Originally shared by John Baez
We don’t need to turn the earth into a hell
Imagine that after the Twin Towers fell on 9-11, all the stories were about the heroic firefighters, and almost nobody talked about the cause: Al Qaeda.
Now imagine that a whole city had been ruined.
That’s what’s happening in Houston.
We know the extremely hot waters in the Gulf of Mexico made Harvey into a “1000-year hurricane”, one that would happen very rarely if we weren’t turning the earth into a hell.
Meanwhile, this Friday in San Francisco the temperature reached 106 Fahrenheit, or 41 C. Locals were astounded, because the average high at this time is, or was, just 70 Fahrenheit (or 21 C).
And down near where I live, the heat wave has helped feed a huge fire in Burbank California — see the picture. I imagine one guy saying to another “Look, we’re in hell! See the sinners being roast alive over there?”
In California we don’t want to stand idly by while the world goes to hell. Our state is only responsible for 1% of the world’s carbon emissions, but we’re trying to pioneer new ways of living that other places can copy. It’s a big experiment:
Last August, the State Legislature set a goal of slashing emissions more than 40 percent below today’s levels by 2030, a far deeper cut than President Barack Obama proposed for the entire United States and deeper than most other countries have contemplated.

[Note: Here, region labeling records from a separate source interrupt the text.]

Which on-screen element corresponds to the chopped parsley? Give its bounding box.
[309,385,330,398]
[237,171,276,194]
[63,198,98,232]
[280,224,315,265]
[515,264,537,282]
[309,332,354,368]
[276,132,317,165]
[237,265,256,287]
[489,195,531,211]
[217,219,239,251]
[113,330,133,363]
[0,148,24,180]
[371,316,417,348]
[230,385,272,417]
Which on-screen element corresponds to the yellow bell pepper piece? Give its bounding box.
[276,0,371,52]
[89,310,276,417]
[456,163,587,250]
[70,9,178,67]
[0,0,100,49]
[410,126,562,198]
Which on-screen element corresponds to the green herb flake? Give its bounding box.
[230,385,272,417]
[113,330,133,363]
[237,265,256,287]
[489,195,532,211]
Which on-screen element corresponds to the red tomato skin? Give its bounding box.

So how will California pull this off?
On Tuesday, Gov. Jerry Brown signed a new law expanding the state’s cap-and-trade program, which is expected to play a big role. But cutting greenhouse gases this deeply will involve more than cap and trade. The state plans to rethink every corner of its economy, from urban planning to dairy farms.
No one knows yet if it can succeed. “You can think of California as a giant laboratory” for climate action, said Severin Borenstein of the Haas School of Business at the University of California, Berkeley.
And the experiment has reached an interesting stage:
Until now, most states have followed a standard playbook for curbing emissions. Market forces have replaced older coal plants with cheaper and cleaner natural gas, while state mandates have added modest shares of wind and solar power to the grid. As a result, domestic carbon dioxide emissions have fallen 14 percent since 2005 at relatively little cost.
But California has now plucked most of that low-hanging fruit. The state’s emissions are nearly back to 1990 levels, it barely uses any coal and it has installed as many solar panels as the rest of the country combined. Per capita, California has the third-lowest emissions in the nation, after New York and the District of Columbia, which means further cuts will come less easily than they would for a state like Texas.
“Each additional increment of carbon reduction is tougher than the previous one,” said Dan Reicher, director of the Center for Energy Policy and Finance at Stanford. He added, “California will have to reach deeper into the bag of technologies” to cut emissions from more stubborn polluters like oil refineries and cement plants.
In January, California’s Air Resources Board, which has broad latitude to carry out the state’s climate laws, detailed one possible strategy for cutting emissions 40 percent below 1990 levels by 2030.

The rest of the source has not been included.